Most of the data on hard-disks is harmless, depending on the case it can even be irrelevant or distracting. Only a small amount of the data stored on hard disks is usually evidence or of any importance to the forensic analysis.

In most cases, there is no actual reason to image every single bit on the drive. It's done because it is regarded as common practice or because examiners believe it to be required for evidence to be accepted into court.

I'm not going to explain the idea in too much detail here, the purpose of this document is document the process of getting the modules working and enable people to use them. For more information you might want to read my thesis, which will be released sometime in march. You can also contact me (driest) on irc in the #digital-forensic channel on freenode.


To use the modules described here, the library "libaff4" by Michael Cohen is needed. It can be obtained from and instructions on how to compile it are available on . The pyaff4 module must be in your python-path!


Don't confuse aff4 with aff ( They were developed by the same crowd, but are two different things. The DFF modules won't work with aff v3.X!

At the time of this writing, the selective imaging modules are not in the master branch of DFF and thus must be downloaded from the GIT repository. You can obtain a copy by checking out the branch mod_aff4 from git:// . You then need to compile dff. You need a lot of QT and other packages for that, installation instructions can be found here: .

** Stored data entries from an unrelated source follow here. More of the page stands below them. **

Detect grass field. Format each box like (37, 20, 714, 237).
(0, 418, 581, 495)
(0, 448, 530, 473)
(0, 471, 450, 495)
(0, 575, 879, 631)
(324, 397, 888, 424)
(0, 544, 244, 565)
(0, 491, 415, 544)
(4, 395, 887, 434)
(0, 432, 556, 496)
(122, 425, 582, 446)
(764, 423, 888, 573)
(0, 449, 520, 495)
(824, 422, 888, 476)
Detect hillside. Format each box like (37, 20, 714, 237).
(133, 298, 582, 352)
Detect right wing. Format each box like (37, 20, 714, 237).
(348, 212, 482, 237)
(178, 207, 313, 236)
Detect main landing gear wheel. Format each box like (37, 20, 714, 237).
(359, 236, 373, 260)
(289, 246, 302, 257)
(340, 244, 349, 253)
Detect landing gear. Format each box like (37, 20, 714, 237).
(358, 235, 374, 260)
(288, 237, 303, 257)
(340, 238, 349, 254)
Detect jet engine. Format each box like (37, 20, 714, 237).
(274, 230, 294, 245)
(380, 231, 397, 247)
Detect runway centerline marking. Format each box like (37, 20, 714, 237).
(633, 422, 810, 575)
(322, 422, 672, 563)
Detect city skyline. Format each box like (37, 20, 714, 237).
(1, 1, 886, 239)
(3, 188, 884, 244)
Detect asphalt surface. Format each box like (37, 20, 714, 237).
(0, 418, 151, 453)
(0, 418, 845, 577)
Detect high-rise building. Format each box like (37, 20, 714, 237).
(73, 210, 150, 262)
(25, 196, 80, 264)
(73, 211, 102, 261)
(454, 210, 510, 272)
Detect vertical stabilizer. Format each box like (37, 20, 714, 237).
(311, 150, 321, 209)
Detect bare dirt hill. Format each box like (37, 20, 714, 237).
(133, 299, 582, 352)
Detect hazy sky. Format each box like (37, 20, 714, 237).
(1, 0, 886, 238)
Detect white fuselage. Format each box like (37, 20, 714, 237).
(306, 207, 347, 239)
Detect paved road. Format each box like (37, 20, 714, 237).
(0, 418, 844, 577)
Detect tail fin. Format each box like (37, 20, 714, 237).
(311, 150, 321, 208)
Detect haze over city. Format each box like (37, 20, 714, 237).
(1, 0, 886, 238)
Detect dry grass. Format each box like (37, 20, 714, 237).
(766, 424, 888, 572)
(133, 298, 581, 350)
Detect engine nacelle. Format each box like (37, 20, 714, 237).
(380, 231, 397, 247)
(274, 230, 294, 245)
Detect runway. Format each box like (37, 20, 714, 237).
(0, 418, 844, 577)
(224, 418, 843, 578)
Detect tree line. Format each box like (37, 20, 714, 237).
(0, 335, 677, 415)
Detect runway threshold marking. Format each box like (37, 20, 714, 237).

I've written down an exemplary configuration that allows to compile libAFF4 as well as DFF 0.9. These packages where required on a fresh Ubuntu 10.04 install with nothing but the package build-essential installed:

  1. Prerequisites:
    For DFF: cmake python-sip swig python-qt4 qt4-qmake libqt4-dev qt4-dev-tools qscintilla pyqt4-dev-tools python-magic python-qt4-phonon python-qscintilla2
    For LibAFF4: libxml2-dev libewf-dev libtsk3-3 python-dev
  2. Compile libaff4
  3. Run ldconfig -v to clear the library cache
  4. compile dff
    cmake && make && make install
  5. That's it, you should be able to run now

Using the Selective Imager

Normally you'll want to use the selective imager instead of your usual acquisition tool like linen, ewfacquire, aimage, etc.

The acquisition process will look like this:

  1. Start by connecting a hard-disk to the analysis machine with a hardware-writeblocker.
  2. Fire up DFF in superuser mode (Otherwise you can't directly acces a block device).
  3. Use DFF to perform a preliminary analysis of the device. This should be done quick, so don't go into too much detail. Your goal should be to identify which parts of the disk contain data relevant to the investigation and which parts are irrelevant.
  4. Use the bookmarking function of DFF to bookmark everything relevant to the investigation.
  5. Right click the root node of your bookmarks and apply the module Node->acquire. You can choose from some options, for example if you want to hash every node that you image or where to store the image.

The selective imager will recursively traverse every node, extract and serialise all the meta-data and write them into an aff4 image. Meta-data is every attribute in dff, so the results of your analysis with any other modules that stick their results to the node as an attribute will be preserved. More information on the aff4 format and it's metadata serialization can be found on the forensicswiki:

The imager will additionally store this information for every node:

  1. The byte-runs of the node. This is a list of the byte mappings of the data in the node in relation to the original disk. This information allows you to verify the integrity of the image.
  2. A cryptographic hash (optional). If already computed by another module, it will not recalculate the hash but simply append the attribute. This is also required for verification purposes.

Using the Image

The image can be used with any of the existing aff4 tools, it can be mounted with fuse, encrypted or signed with the standard aff4 tools and much more. For further analysis, it can be parsed back into DFF with the aff4 connector. The module can be found in Connectors->aff4. It will parse the image and recreate the underlying directory structure exactly as it was at the time of imaging. Every node that was imaged will be restored with all their attributes/meta-data. You can then continue your work on the image, extract individual files/nodes, etc.


The connector will try to automatically detect the underlying file on the filesystem, because it doesn't use the DFF I/O subsystem to access the file. If this fails, nothing will happen. You can manually specify the file as a parameter to the aff4-connector module.